It has never been more crucial for businesses to implement and demonstrate their commitment to cybersecurity; with data increasingly being used to make significant business decisions.
While historically, the major concerns for senior management around IT security have focused on intellectual property theft and reputational risk, ongoing changes in technology and politics have changed today’s business landscape and priorities significantly. With GDPR now in full force, organisations must demonstrate to stakeholders that they are making a credible effort to ensure that security is built into the heart of business operations.
With the potential for GDPR fines to attract multi-million pound figures, security is now firmly a board level issue.
Vulnerabilities in the data supply chain
Organisations must first understand what potential vulnerabilities look like within a data supply chain, so they can be recognised and mitigated. As cyberattacks increase in sophistication, they are likely to be so subtle that they don’t visibly impact a system; providing misleading information to force erroneous decisions. Ironically, whilst this type of attack will be very difficult to detect, early identification is vital in order to prevent significant damage.

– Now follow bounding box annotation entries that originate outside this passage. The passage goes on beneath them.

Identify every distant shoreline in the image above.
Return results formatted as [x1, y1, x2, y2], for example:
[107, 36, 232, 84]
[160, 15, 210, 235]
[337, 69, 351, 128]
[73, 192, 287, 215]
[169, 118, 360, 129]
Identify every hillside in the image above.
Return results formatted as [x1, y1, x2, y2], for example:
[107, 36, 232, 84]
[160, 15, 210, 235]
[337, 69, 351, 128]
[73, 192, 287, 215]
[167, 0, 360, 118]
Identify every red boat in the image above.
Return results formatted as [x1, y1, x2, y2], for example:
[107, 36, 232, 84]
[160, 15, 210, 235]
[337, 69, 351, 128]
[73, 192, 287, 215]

The first step when looking to identify vulnerabilities in data is to determine whether a device is performing as expected. If we consider a device monitoring air quality in a petrochemical process plant that feeds its data to a cloud-based reporting system; the sensor unit itself is likely to have some type of firmware on it that manages connectivity, scheduling reporting, checking and calibration, etc. If that sensor firmware has been hacked, the sensor could report at an offset, or even provide completely fabricated data.
At the next level up, if the sensor is working well, then you need to start considering whether the data in transit to the aggregating system is vulnerable. Can you certify that you are truly receiving data from the sensor rather than data that has been injected en route? Without complete trust and confidence in the data chain from end to end, there is the risk of a system being manipulated to trigger false alerts or conceal a malicious release of pollutants.
The triad of information security stands on firmware
A data supply chain needs to deliver the triad of information security – confidentiality, integrity and availability in order for its data to be usable. Confidentiality is key to mitigating privacy concerns and reducing intellectual property and competitor risks. Integrity in this sense means making sure the data hasn’t been spoofed in some way, and availability means ensuring that data is being generated and consumed as expected.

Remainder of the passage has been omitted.